De vraag die nu voorligt in dit debat is of religieuze uitingen van
ambtenaren in publieke functies zo'n complex onderwerp is dat daar een
apart debat voor noodzakelijk is. Daar kan ik kort over zijn. Het is voor
de VVD-fractie volstrekt evident dat de wettelijke kledingsvoorschriften
voor ambtenaren in publieke functies dienen te worden nageleefd.
In 2001 is de door de leden Halsema en Rabbae de kwestie over de
kledingsvoorschriften bij de rechterlijke organisatie, reeds aan de orde
gesteld. De vorige minister van Justitie heeft daarin duidelijk stelling
genomen. Van een rechter in functie wordt verlangd dat hij of zij zich
onthoudt van het actief uitdragen van maatschappelijke opvattingen en
overtuigingen, of die nu van politieke, religieuze of van andere aard
zijn.
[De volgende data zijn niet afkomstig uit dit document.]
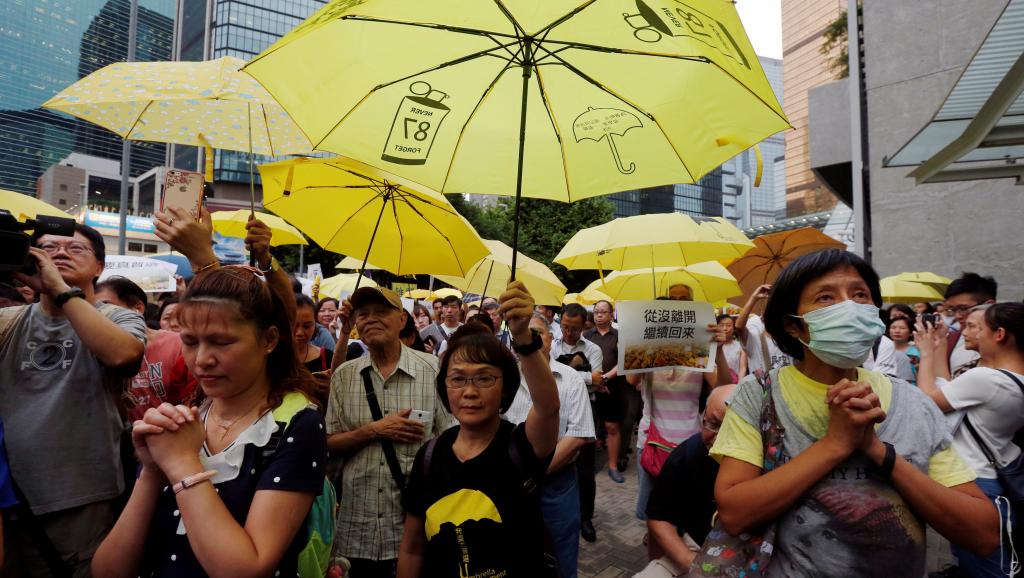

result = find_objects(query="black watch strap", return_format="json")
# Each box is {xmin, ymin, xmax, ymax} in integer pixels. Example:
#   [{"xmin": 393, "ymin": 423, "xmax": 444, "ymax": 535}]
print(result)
[
  {"xmin": 512, "ymin": 329, "xmax": 544, "ymax": 356},
  {"xmin": 53, "ymin": 287, "xmax": 85, "ymax": 307}
]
Dit geldt overigens ook voor de officier van Justitie en de
gerechtsauditeur.
Wij liberalen kunnen ons vinden in het standpunt van de minister van
Justitie dat bij het wel of niet hanteren van de kledingvoorschriften
overwegingen gelden die betrekking hebben op veiligheid, functionaliteit
en onpartijdigheid. Voorzover er geen wettelijke kledingvoorschriften
zijn voorgeschreven is er wat de VVD-fractie betreft, sprake van
individuele keuzevrijheid. Daar gaat de politiek niet over en daar moet
de politiek niet over willen gaan.
De VVD-fractie vindt dit debat op dit moment volstrekt overbodig.
Gisteren hebben meerdere fracties bij de regeling van werkzaamheden
aangegeven dit debat wel te willen voeren maar dan liever bij bespreking
van het rapport van de commissie Blok. Dit debat beslaat slechts uit één
aspect namelijk ambtenaren en daarvan is volstrekt helder wat de
wettelijke regels zijn.
Vier ministers zijn uitgenodigd. Een algemeen overleg is afgezegd om dit
debat te houden. Afgelopen maandag is gesproken over werkwijze van de
Tweede Kamer. Dit is geen goede start om veranderingen aan te brengen in
de vergadercultuur van de Kamer!
Als volksvertegenwoordiger moet je:
Zeggen wat je doet
Doen wat je zegt
En laten zien wat je doet.
De LPF zegt het één over de verbetering van de werkwijze van de Tweede
Kamer en doet het andere. Hier wil de VVD-fractie niet aan meewerken!